Het thema van dit nummer ‘Deze wereld omgekeerd’ komt uit een lied van Huub Oosterhuis. Pieter Korbee schrijft daar in zijn artikel ook over. Hoe functioneert dit lied in het gedachtegoed van Oosterhuis? Als iemand zicht heeft op de thematische kant van zijn werk, dan is het Wim de Ru wel. Hij was 44 jaar lang dirigent van de cantorij van de Leidse Studenten Ekklesia (LSE) en kent het werk van Oosterhuis van binnen en buiten. Michel Peters spreekt hem in Leiden.

‘De LSE is ontstaan uit een samensmelting van de studentenpastoraten van de moederkerken (hervormd, gereformeerd en katholiek) in 1971. Vanuit een kritische houding ten opzichte van de gevestigde kerken, wilde de LSE een ommekeer in het kerkzijn bewerkstelligen. Religie neerzetten, voorleven over de grenzen van het instituut heen. Iedere viering brood en wijn delen bijvoorbeeld, waarbij iedereen onvoorwaardelijk welkom was, ongeacht geslacht, leeftijd, denominatie etcetera. Vooral voor de reformatoren en de katholieken was dat een radicale stap. Toen ik 18 jaar was kwam ik in die LSE terecht en hoorde daar preken die haaks stonden om mijn reformatorische traditie. Twijfelen aan God mocht hier zomaar! Ik studeerde koordirectie en halverwege mijn studie heb ik toen de cantorij opgericht, waarvan ik ook dirigent werd. In die tijd maakte Huub Oosterhuis furore met zijn gedichten, die op muziek werden gezet door Bernard Huijbers, Antoine Oomen en Tom Löwenthal. Dat is uitstekend gelukt vind ik. De melodie etaleert het reliëf, de verschillende lagen in de tekst. Door de liederen te zingen gaat mijn lijf tintelen en trillen en wordt de beleving ervan verdiept. Dankzij het werk van Oosterhuis is een schat aan nieuwe kerkliederen beschikbaar, die uniek is in de wereld.’

Mens en God


‘Ik was meteen verkocht. In zijn liederen ontbreken alle etiketten als het over God gaat, we worden voortdurend uitgenodigd over grenzen heen te kijken. Hij spreekt een geloofstaal die over alle religies en instituties heen stijgt en toch een band houdt met de christelijke traditie en geschiedenis.

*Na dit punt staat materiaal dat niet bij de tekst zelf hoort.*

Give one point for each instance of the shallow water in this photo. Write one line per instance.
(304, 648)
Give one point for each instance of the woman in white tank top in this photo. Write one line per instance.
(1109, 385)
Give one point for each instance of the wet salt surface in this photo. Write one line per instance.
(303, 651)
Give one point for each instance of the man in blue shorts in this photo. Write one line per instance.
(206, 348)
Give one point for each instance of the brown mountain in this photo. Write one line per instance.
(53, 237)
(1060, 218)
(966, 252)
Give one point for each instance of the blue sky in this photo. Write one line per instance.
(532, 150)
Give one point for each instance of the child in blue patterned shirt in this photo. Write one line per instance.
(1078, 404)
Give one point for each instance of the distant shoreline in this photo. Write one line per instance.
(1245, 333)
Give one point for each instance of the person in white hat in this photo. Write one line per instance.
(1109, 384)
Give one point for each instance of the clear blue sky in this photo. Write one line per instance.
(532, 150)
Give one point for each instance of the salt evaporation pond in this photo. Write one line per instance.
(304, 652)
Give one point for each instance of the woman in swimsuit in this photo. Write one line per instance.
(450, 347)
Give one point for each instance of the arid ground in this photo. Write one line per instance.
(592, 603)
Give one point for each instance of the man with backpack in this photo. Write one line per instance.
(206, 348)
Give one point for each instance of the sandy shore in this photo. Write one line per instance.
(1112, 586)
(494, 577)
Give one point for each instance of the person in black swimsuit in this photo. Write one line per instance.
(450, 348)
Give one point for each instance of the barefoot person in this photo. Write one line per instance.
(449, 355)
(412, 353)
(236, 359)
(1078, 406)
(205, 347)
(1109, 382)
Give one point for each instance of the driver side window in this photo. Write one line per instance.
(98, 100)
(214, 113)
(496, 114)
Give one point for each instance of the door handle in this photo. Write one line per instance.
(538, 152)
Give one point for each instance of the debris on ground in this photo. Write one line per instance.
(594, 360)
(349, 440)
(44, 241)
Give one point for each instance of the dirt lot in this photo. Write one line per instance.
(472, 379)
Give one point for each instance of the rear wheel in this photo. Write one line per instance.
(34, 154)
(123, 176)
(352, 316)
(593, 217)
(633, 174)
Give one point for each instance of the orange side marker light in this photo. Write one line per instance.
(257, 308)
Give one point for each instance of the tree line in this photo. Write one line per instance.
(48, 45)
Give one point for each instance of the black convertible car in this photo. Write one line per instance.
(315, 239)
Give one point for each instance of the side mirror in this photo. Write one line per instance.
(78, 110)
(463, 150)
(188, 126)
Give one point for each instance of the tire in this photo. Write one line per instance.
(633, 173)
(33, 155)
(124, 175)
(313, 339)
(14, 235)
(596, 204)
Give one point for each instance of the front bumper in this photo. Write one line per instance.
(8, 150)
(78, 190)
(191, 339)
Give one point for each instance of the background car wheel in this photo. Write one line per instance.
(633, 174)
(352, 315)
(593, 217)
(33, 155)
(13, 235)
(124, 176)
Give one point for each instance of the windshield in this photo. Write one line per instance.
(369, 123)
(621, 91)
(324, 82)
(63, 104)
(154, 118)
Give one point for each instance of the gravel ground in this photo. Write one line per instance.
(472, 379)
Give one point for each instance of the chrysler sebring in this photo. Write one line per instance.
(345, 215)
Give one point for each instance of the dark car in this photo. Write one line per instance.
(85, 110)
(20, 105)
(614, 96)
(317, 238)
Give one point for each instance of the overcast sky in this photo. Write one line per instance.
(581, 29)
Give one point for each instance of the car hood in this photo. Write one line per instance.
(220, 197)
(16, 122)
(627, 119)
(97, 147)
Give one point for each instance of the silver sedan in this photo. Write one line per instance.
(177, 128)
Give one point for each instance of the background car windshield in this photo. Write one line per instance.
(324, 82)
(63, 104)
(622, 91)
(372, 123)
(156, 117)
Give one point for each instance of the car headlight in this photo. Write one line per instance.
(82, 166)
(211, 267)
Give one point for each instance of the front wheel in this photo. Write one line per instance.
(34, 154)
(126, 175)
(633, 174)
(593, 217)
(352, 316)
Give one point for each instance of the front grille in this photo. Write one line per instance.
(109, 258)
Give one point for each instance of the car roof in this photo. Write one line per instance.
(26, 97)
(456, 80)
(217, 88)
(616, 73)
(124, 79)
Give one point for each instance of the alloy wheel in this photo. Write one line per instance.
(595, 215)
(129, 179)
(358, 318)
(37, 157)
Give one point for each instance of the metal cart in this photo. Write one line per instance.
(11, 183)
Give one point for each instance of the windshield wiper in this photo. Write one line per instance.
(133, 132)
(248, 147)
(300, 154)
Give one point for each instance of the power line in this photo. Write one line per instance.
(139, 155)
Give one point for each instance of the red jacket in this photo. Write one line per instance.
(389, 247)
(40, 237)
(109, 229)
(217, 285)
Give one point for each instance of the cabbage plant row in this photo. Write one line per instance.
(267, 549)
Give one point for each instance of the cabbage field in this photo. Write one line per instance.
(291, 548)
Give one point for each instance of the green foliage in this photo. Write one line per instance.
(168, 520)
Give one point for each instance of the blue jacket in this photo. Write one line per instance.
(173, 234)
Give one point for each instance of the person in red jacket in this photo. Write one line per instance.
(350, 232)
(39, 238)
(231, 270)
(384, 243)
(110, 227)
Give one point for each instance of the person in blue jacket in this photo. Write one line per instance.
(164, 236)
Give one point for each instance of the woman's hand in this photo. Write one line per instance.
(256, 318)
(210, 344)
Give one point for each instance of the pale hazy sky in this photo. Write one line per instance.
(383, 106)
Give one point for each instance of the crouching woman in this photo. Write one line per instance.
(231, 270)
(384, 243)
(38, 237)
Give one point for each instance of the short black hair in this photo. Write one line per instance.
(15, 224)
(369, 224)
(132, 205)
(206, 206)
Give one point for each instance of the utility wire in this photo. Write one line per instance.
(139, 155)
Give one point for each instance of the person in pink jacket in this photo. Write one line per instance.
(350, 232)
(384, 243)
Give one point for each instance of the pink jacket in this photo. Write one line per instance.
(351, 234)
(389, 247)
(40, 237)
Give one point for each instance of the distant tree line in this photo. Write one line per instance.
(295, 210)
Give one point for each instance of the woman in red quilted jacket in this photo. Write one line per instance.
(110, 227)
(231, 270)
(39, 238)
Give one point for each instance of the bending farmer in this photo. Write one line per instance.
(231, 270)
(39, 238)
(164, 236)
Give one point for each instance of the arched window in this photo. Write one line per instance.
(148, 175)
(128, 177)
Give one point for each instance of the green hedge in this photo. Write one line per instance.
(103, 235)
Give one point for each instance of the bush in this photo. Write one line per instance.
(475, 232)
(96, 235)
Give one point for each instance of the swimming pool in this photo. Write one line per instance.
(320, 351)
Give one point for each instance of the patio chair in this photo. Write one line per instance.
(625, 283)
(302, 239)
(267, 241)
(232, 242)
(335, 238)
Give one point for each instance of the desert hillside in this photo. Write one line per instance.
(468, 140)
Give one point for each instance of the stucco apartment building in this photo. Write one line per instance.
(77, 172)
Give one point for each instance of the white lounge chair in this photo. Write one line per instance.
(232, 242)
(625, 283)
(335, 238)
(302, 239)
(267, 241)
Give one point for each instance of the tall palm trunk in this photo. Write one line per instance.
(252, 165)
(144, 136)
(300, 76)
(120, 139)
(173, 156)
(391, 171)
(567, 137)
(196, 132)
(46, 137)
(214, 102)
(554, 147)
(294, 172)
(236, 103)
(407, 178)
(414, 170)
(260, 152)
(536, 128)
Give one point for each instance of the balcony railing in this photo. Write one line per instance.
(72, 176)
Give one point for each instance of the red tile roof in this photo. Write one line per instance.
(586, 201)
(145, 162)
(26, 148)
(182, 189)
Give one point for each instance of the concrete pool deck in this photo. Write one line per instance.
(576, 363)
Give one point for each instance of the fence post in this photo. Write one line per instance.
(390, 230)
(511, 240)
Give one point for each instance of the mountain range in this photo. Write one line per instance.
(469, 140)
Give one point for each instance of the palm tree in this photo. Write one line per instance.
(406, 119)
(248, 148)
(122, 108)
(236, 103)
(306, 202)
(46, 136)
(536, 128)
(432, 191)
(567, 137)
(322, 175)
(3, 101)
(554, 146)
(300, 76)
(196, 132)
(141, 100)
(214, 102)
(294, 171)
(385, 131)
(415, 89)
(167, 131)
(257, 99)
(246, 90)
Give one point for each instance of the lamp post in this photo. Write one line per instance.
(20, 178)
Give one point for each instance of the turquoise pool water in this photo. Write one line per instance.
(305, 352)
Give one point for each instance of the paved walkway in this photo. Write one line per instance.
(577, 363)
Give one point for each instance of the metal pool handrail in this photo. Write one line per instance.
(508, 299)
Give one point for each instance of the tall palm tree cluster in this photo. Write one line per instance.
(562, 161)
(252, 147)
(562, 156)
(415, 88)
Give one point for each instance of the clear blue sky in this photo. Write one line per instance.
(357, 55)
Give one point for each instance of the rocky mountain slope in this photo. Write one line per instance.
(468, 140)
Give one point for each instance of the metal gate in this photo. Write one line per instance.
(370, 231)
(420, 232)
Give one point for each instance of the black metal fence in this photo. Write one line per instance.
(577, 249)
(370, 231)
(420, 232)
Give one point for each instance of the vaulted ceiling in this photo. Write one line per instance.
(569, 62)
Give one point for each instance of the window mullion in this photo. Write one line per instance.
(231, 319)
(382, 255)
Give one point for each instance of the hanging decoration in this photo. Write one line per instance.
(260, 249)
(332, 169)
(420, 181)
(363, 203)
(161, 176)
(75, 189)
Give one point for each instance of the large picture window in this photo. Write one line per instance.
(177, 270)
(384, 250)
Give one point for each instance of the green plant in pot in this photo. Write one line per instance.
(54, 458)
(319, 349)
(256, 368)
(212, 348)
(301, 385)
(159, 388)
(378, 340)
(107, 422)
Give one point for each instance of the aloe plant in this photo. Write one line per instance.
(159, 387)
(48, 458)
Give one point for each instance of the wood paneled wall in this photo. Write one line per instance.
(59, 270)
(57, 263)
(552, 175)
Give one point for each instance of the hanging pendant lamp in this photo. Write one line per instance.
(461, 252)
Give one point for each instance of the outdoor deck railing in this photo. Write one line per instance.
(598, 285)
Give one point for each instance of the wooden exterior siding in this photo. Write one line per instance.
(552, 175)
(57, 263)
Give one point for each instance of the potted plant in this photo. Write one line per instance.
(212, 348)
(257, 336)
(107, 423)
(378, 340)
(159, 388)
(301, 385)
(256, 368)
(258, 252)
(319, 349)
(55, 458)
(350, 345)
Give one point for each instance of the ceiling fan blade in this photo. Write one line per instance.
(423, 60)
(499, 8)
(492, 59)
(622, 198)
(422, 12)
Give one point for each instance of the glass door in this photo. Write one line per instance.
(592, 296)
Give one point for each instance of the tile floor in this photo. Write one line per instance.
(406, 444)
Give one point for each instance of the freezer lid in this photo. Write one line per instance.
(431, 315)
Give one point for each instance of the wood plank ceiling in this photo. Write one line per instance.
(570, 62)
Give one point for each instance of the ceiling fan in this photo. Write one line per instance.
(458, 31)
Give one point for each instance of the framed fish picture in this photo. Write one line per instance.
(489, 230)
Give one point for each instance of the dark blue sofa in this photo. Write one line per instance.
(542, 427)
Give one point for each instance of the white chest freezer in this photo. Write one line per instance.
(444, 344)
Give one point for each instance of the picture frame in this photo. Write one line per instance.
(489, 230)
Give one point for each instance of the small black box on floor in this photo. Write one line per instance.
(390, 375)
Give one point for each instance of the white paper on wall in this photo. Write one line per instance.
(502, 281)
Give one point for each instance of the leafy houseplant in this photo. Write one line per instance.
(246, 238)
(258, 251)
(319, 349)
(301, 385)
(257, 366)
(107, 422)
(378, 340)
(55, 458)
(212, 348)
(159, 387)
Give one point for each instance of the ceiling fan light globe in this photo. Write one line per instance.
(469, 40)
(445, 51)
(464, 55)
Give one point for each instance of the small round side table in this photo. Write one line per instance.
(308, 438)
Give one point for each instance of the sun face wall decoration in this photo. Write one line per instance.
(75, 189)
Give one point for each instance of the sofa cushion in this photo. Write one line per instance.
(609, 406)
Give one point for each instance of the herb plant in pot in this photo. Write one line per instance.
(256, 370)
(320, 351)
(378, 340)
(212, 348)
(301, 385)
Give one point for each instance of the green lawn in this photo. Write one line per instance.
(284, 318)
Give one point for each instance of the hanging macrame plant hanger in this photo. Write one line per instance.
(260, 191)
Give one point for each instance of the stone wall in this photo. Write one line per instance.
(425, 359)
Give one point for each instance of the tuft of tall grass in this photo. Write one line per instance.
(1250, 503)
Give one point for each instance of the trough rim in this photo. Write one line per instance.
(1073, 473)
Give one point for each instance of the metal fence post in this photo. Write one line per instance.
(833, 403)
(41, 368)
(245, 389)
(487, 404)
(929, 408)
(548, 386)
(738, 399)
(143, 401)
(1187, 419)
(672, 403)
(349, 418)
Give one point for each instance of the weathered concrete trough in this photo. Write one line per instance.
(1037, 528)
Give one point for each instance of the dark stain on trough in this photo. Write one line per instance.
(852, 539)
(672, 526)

Gij die niemand naar de ogen ziet,
die door geen geld, geen offers om te kopen zijt,
en die U door geen lied misleiden laat,
maar die ons ziet zoals wij zijn
.
(Gij die niemand naar de ogen ziet)

De liederen van Oosterhuis gaan niet alleen over God, maar over mensen in relatie tot God en over hun manier van geloven. Oosterhuis schrijft het zo:

Ik ben gaan wonen bij mensen
in schemerlicht en verwarring.
Ik wou een kleine-mensen-god zijn.
Liefde sterk als de dood.

(Psalm 76)

De relatie en dialoog tussen God en mens is in zijn werk spannend en soms gespannen. Vaak doen de mensen een schreeuw om God, die echter niet te vinden is.

Die zegt God te zijn, laat hij tevoorschijn komen
Wat hebben wij aan een naam alleen
Laat hem opstaan, laat hem opstaan, dat wij hem zien
Stem uit het vuur, wolk in de verte, zijn niet genoeg
(Die zegt God te zijn)


Maatschappij


‘Oosterhuis was kind van de jaren ’60 van de vorige eeuw waarin kritiek op de kerk en maatschappijde boventoon voerde. Machthebbers en geharnaste goden moeten het ontgelden:

Op zeven tronen van zoden
in rook van dromen gehuld
zitten geharnaste goden.
Hun laatste spel is gespeeld:
de taal der mensen bemachtigd,
de aarde in stormen verdeeld.
Loom achterover geleund
in hun gevestigde orde
staren zij naar het Niet
.
(Ballade van de goden)

De gewenste omkering in de maatschappij komt overal in zijn werk terug, overigens zonder heel concreet te worden. In veel liederen komt bovendien de oproep voor aan mensen om te handelen. Ik denk bijvoorbeeld aan Wie heeft brood genoeg:

Hand die kan wat liefde is,
maar niet doet: de aarde delen,
nieuwe levensbomen telen
God de hand die mensheid voedt?
Hand, doe goed. God in ons, hou aan.
Kinderhand, grotemensenhand,
breng dood tot staan.
Refr. Wie heeft brood genoeg
voor zo grote hongerige menigte? (2x)

Of in Boek jij bent geleefd:

Boek jij bent geleefd,
zeg ons hoe te leven –
Wou je leven met zovelen
hier op aarde, moet je delen:
licht en adem, geld en goed.
Wie maar leeft om meer te krijgen
die zal sterven aan zijn eigen
overvloed.

Sommige liederen doen juist weer denken aan een romantische godsbeleving, een soort bevindelijkheid, bijvoorbeeld het lied Die mij heeft getrokken uit de schoot. Opvallend vind ik dat het woord God niet gebruikt wordt. Er wordt gesproken van een ‘die’, maar dat kan alles en iedereen zijn natuurlijk.’  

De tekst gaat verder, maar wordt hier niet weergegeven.